The three nights at the Philharmonie in Paris on the 9th, 10th and 11th of October will be the premiere of this exiting collaboration. Wainwright says “I have always admired Gioele’s art. It is poetic and steeped in cultural references yet it is incredibly of today and almost hyper-contemporary which my songs aren’t necessarily. Yet I see a kinship between my songs and Gioele’s imagery especially the new much more surreal direction that he is taking for our project where the images create a sense of wonder, of story and could be seen as enigmatic metaphors for what the songs could mean to the audience. I am truly excited to perform in front of these videos and feel how the audience reacts to this audio-visual synthesis.”

ACT 1

Wainwright debuted his first album at the age of 25. His songwriting goes back more than a decade before. He has been outspoken about his struggle with addiction to drugs and alcohol but ultimately his addiction to life and his art and music has been greater and prevented him from a darker fate. Addiction is an expression of obsession and Wainwright harbors many an obsession that show up throughout his entire catalogue: with love, with men, with opera, with Hollywood’s Golden Period, or with chocolate. It is these obsessions that are fuel for his searching as an artist. 

Act 2

When obsessions lose their edge, the true nature of feelings gets revealed. Obsessions are what drives an artist forward, that makes them leave their homes to find new unchartered territory and ultimately new homes.

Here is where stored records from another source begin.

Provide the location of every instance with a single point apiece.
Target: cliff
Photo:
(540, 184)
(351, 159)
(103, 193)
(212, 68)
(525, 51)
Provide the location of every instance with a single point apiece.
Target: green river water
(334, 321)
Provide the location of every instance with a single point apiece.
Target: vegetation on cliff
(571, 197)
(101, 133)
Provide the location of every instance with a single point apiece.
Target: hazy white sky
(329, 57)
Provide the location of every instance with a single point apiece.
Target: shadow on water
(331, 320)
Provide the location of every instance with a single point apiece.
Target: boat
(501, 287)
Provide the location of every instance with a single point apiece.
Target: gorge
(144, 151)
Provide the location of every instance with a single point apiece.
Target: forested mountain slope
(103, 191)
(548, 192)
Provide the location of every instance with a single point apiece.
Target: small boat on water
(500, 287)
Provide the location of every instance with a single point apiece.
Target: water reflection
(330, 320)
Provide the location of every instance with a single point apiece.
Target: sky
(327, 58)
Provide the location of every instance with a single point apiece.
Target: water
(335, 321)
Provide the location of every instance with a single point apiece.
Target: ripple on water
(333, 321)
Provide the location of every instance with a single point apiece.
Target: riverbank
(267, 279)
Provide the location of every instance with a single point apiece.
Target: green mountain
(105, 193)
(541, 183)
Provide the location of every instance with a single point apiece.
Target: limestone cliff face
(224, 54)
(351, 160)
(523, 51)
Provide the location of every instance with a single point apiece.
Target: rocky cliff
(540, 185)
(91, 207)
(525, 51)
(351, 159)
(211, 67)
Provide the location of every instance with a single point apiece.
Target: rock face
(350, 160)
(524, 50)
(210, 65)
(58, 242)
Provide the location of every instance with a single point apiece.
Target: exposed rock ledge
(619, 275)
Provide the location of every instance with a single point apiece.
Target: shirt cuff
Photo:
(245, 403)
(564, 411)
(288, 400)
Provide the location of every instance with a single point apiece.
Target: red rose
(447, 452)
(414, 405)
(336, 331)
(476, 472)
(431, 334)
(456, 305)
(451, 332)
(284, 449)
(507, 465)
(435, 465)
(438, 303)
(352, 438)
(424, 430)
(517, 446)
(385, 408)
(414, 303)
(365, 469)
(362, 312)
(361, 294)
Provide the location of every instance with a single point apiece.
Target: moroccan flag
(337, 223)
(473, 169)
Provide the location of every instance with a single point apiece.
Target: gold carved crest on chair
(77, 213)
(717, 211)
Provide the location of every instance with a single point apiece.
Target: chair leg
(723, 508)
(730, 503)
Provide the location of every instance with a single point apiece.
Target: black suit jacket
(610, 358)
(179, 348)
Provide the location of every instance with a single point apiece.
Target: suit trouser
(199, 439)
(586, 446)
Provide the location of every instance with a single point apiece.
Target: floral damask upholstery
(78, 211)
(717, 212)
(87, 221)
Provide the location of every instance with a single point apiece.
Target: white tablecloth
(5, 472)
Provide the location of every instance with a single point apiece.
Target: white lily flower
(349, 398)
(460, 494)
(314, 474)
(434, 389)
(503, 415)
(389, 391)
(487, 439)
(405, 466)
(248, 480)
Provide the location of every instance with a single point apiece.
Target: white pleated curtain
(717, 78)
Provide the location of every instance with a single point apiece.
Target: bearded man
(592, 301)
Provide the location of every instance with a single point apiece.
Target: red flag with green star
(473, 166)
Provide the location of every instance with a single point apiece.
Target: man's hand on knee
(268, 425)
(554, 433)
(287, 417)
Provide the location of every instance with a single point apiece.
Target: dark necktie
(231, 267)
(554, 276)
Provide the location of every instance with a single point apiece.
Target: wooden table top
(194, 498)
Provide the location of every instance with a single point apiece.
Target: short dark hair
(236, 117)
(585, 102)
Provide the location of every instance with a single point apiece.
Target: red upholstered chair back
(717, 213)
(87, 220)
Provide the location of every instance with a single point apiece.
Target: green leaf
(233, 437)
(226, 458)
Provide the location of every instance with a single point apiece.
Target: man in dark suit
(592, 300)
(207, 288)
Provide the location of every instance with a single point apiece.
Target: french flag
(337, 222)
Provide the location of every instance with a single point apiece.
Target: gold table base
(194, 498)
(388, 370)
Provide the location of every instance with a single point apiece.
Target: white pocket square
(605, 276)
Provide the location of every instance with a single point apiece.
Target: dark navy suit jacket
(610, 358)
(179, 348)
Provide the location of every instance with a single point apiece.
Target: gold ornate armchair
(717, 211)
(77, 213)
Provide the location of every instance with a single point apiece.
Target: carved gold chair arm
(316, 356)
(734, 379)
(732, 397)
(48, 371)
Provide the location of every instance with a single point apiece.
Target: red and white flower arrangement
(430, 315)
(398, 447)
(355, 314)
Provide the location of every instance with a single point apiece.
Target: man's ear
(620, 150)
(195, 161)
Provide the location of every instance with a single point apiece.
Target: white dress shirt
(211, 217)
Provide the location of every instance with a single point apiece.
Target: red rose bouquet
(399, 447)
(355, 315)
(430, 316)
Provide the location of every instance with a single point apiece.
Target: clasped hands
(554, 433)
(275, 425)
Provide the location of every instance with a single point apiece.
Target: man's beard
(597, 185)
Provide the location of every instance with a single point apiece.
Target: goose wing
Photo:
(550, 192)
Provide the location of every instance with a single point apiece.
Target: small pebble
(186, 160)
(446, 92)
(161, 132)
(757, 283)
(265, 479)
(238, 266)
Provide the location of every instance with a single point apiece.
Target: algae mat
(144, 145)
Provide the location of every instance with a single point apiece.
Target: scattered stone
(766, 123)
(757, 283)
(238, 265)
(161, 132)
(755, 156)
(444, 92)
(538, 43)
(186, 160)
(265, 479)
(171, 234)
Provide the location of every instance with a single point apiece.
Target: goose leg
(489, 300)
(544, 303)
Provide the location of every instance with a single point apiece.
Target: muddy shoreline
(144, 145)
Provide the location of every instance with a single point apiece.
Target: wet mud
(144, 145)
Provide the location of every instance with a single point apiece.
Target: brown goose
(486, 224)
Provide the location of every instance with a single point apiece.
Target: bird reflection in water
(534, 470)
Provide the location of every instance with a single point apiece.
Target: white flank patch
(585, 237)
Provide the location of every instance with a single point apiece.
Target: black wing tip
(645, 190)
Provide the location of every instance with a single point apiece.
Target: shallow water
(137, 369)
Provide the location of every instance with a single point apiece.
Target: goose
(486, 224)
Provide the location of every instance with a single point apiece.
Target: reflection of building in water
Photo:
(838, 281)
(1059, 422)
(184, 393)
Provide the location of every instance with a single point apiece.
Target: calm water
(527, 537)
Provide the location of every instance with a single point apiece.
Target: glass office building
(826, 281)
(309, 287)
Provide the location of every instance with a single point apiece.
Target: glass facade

But the places they are looking for are the safe places from obsessions, the harbors of love and other fulfilling desires. Wainwright’s songs over and over again find these moments of happiness, in his love life, his family life as a father, as a son or as a friend. These are great moments of peace, of being aligned with yourself and your world that he expresses in his unique melodies and lyrics.

Act 3

Any highly original artist is going to find resistance from the outside world against their work and if they want to be successful will have to put up a fight for their position in the world. He will also fight himself, his doubts and demons. These fights can be political, artistic, or personal. Exuberant as Wainwright is in his song-writing, these feelings fuel some of his most epic songs and lyrics from Old Testament references in Jericho to symphonic climaxes in Go or Go Ahead. But as in all of Wainwright’s songs, there is a joy and irony in what he is expressing, a lust for the art of songwriting that lifts these personal struggles into a much higher plain of human experience.